Immediately I had several people come up to make conversation, “Are you from Germany?” “No”, “America?” “No” etc. I did my usual, remained non-committal but polite and above-all-else gave them no money (it has taken me months to build up my reputation as a tightwad to the point I’m not accosted outside Ok).

After fuelling was complete I handed over my fuel card with odometer reading and was just waiting for the receipt and card.

While I was waiting three small children, two very young boys of six or so and a slightly older and taller girl, maybe eight or ten came wandering onto the forecourt and towards me. The first thing I noticed was the girl was wearing a refuse sack as a skirt and all three were terribly filthy.

Just as I was thinking this was the saddest thing I had ever seen and wondering how I could give them some money or food without starting a riot with the adult beggars who had been softening me up in conversation for the last few minutes one the attendants catches sight of them and runs towards them shouting.

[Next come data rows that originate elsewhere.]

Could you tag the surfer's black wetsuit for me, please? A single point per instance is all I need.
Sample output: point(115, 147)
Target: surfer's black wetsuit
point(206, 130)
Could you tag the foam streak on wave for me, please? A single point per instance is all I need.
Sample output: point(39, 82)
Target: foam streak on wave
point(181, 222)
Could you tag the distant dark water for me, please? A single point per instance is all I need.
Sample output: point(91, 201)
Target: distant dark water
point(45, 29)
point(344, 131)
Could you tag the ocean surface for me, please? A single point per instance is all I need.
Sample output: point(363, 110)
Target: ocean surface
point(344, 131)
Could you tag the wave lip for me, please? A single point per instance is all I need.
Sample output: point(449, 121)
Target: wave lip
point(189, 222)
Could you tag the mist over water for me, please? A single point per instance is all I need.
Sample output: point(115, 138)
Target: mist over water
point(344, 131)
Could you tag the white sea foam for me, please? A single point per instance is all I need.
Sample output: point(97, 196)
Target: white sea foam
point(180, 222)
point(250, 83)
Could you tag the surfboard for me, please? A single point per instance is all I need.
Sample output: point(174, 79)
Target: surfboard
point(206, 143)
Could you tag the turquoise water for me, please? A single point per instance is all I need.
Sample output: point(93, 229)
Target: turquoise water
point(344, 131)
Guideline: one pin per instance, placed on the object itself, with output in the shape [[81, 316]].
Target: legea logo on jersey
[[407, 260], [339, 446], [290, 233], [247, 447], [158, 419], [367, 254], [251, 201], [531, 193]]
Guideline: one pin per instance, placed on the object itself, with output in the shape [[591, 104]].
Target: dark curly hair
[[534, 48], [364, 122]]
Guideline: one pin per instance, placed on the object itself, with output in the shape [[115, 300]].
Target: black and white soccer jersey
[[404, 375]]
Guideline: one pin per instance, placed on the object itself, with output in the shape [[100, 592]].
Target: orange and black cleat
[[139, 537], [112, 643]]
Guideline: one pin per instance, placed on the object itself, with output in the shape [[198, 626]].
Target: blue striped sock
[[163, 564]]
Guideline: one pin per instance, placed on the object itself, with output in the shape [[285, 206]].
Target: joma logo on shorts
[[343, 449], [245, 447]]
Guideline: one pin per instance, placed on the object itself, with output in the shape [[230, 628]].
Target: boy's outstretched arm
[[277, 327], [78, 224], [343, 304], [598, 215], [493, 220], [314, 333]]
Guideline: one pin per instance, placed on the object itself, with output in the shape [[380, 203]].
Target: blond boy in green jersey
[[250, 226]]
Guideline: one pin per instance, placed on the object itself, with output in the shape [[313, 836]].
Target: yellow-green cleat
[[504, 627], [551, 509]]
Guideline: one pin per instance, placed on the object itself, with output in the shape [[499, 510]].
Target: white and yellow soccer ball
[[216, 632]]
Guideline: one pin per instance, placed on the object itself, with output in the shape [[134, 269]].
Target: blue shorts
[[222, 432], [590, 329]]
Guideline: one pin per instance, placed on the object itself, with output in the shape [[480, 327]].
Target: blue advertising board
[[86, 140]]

The two young boys ran away but the girl stood her ground until the attendant reached her and kicked her, hard, in the rear. All the time he was shouting what I assume was along the lines of “Go Away” in Otjiherero. Quite sensibly at this point she also legged it avoiding a second boot from him.

It took a couple of seconds for what I had just seen to sink in. The petrol attendant had just, maliciously and violently, kicked a small child.

There were perhaps twenty people on the forecourt at this time and it seemed I was the only one staring aghast in shock at what had happened.

I wanted to march over and enquire as to whether kicking children made him feel like a big tough man but realised pretty quickly that I was absolutely incandescent with rage and really couldn’t trust myself. Even writing about it some days later I find I am still very angry.

Whatever the correct response should be, I was pretty certain that fisticuffs on the forecourt wasn’t it.

I tried to think what I should do.

In the UK I think a whole group of people would have confronted the attendant, the child would still be there and the police would (rightly) be called.

In Namibia nobody batted an eyelid and the kids had run off, even if the police were to be called the victims had gone.

Instead I, impotently, settled for glaring at the attendant who (though I may be imagining this) wouldn’t meet my eye.

I resolved if that attendant brought my receipt I would say something. He didn’t.

So I drove off, very angry at what I had seen but somewhat pleased that I hadn’t ended up rolling around on the floor (and no doubt getting arrested/deported myself).

As a result I am now practicing a one-man boycott of the BP garage (unless absolutely essential as it’s the only 24-hour one). I’m also keeping an eye out for the girl in the bin-liner skirt and will make a point of giving generously if I do see her again.

I think what got me the most about it wasn’t as much the violence, I’d be foolish to assume that violence against vulnerable people doesn’t happen here as it does anywhere, but the lack of response or empathy of any kind from any of the numerous onlookers.

Now with the gift of hindsight I am able to wonder why the attendant reacted so vociferously to the kids when the adult beggars are allowed to freely practice their “trade”. Perhaps the kids are famous for their thieving or perhaps he couldn’t get away with it as adults are liable to kick back.

Either way and whatever the back story I still find it totally unacceptable and objectionable on many levels.